Musings ● Ravings ● Qualitative Observings

Month: January, 2017

Memoir |quatre

My sky. My rain. My sunshine. My provision. My sources of sustenance. How blessed am I for this great big world, and especially this little world within, of my little family. For me, each person is certainly a representative of life in ecstatic motion, so unique and so significant. How I thank them for taking me to their unique places of love, each so bizarre, sometimes frustrating, but always a source of light. And greater than that, a reminder of the Divine Light. His Light. His Love. That which transcends the affection of seventy mothers.

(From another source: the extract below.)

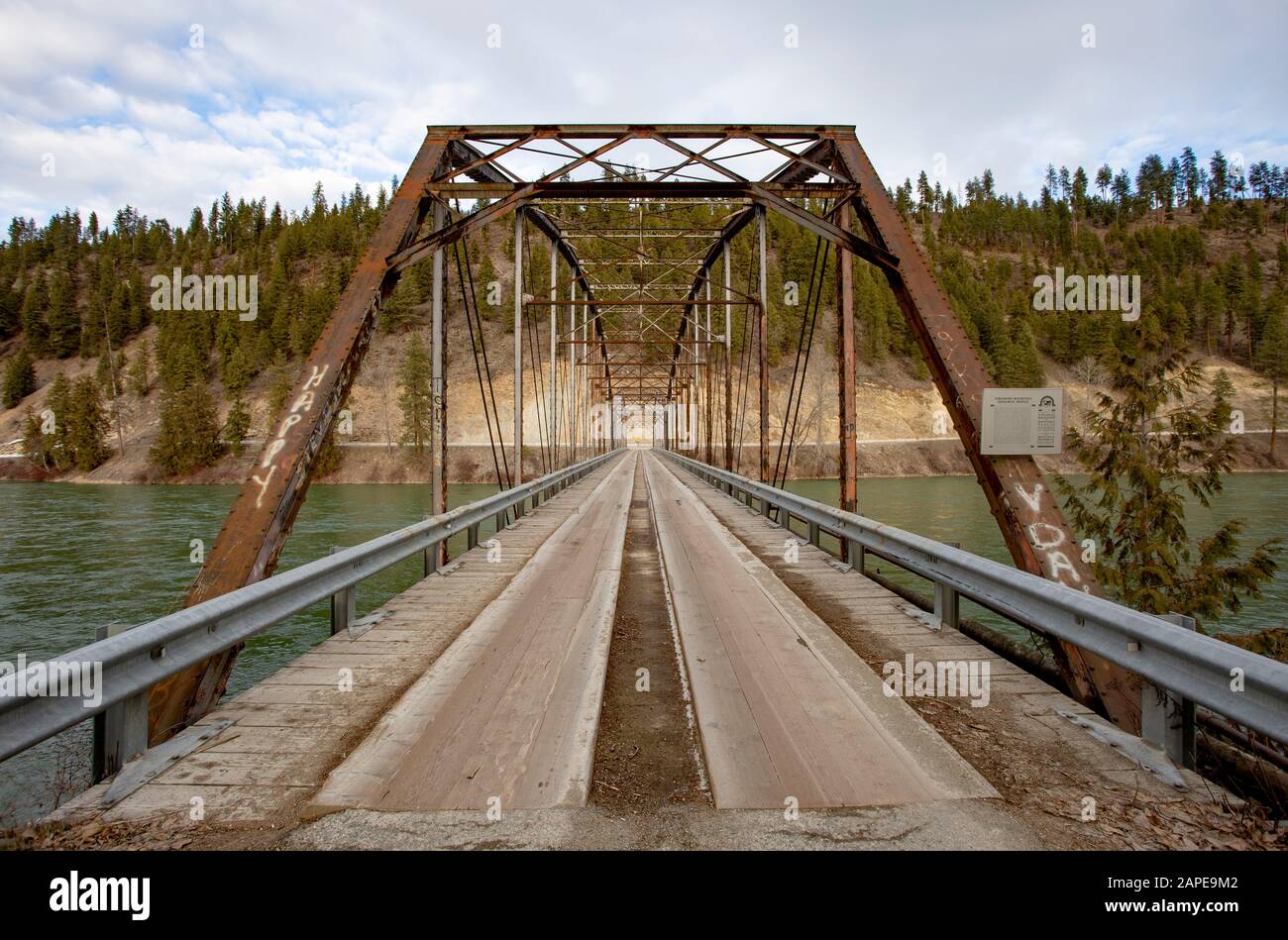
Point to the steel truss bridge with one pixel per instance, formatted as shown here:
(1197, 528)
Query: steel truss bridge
(640, 305)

May Allah (SWT) allow me to find comfort and happiness under His Love, in this world, and the world that transcends this one. Beyond that, may He allow me to be reunited with my beloveds of this world, so that we can enjoy the fruits of the hereafter and each others’ company in infinity. May He favour us with His light and mercy and benevolence. Ameen. Ameen. Ameen. 

Memoir|trois

The pitter-patter of my fingers against the keyboard. The sound of lemonade being made from lemons. How unfamiliar a feeling, to concentrate the whirling musings in my brain and put them forth, on my screen. Despite so, I have not forgotten its sweet comfort, of having tea by my side, with the smell of freshly baked cookies in the air, as I give life to my thoughts. Hello In Between Roses. I’ve missed my little corned in this world wide web.

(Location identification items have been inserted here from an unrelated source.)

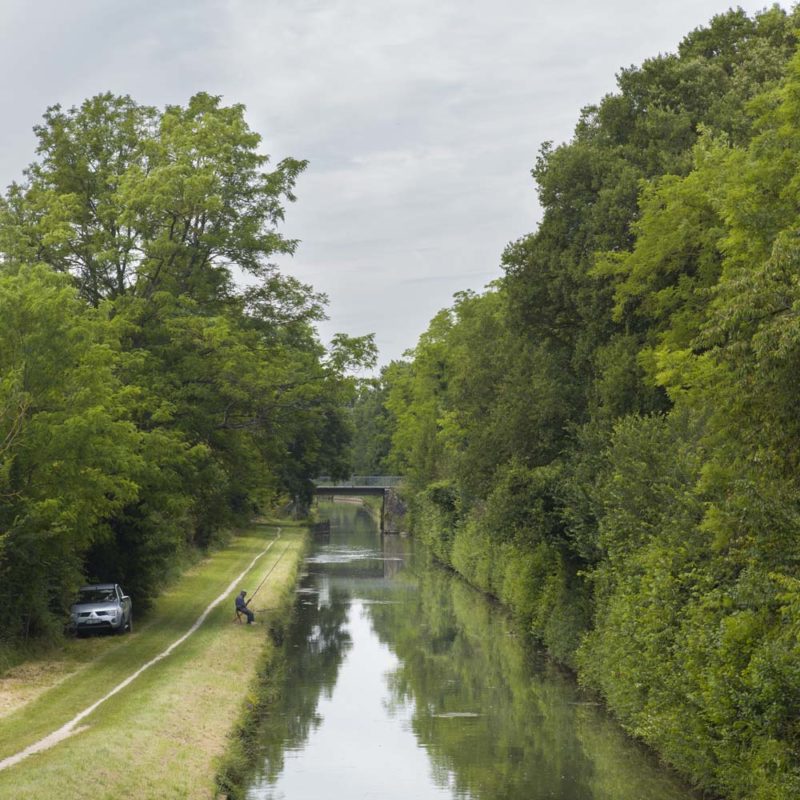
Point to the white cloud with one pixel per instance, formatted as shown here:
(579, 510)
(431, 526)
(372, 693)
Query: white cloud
(421, 120)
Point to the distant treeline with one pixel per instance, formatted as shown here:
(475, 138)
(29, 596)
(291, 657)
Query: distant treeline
(159, 378)
(608, 438)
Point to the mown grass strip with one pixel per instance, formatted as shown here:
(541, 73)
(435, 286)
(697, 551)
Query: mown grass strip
(161, 735)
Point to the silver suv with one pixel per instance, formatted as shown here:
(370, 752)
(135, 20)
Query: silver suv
(102, 606)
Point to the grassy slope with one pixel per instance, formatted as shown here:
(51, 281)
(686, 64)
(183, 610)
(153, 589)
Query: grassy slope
(162, 735)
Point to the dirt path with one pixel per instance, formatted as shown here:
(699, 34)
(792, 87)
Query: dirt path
(72, 726)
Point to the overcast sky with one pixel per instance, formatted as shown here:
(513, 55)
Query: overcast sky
(421, 119)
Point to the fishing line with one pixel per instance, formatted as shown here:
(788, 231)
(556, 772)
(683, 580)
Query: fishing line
(277, 561)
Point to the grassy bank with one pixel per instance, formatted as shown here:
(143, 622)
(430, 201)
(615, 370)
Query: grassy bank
(164, 735)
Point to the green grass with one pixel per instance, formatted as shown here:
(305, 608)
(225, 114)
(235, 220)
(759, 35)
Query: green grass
(163, 735)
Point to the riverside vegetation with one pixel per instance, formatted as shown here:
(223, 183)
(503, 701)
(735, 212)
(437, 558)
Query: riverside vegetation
(606, 439)
(150, 398)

Life in its absurdity, has yet again placed me in an unknown territory. The impeding promises of my future seem so close and so far, all at the same time. I’ve always been fearful of uncertainties and loose ends, and have been struggling to come to terms with all this entails. There’s so much advice to take, yet I have this single, one life and a fear of making mistakes. To make a Plan B (backups are good, something to fall on)?, to remain steadfast on Plan A (would this be a way of the fool, or the persistent)?, to wait with gracious patience? to move my limbs and stop waiting for something to happen? My brain in the tiniest of nutshell. SOS. perpetually.

But then again, I am reminded, my life to this moment, is akin to an ant making its way through a Persian rug. In its entirety, such intricacy, such beauty, all in the Divine plan. He knows best.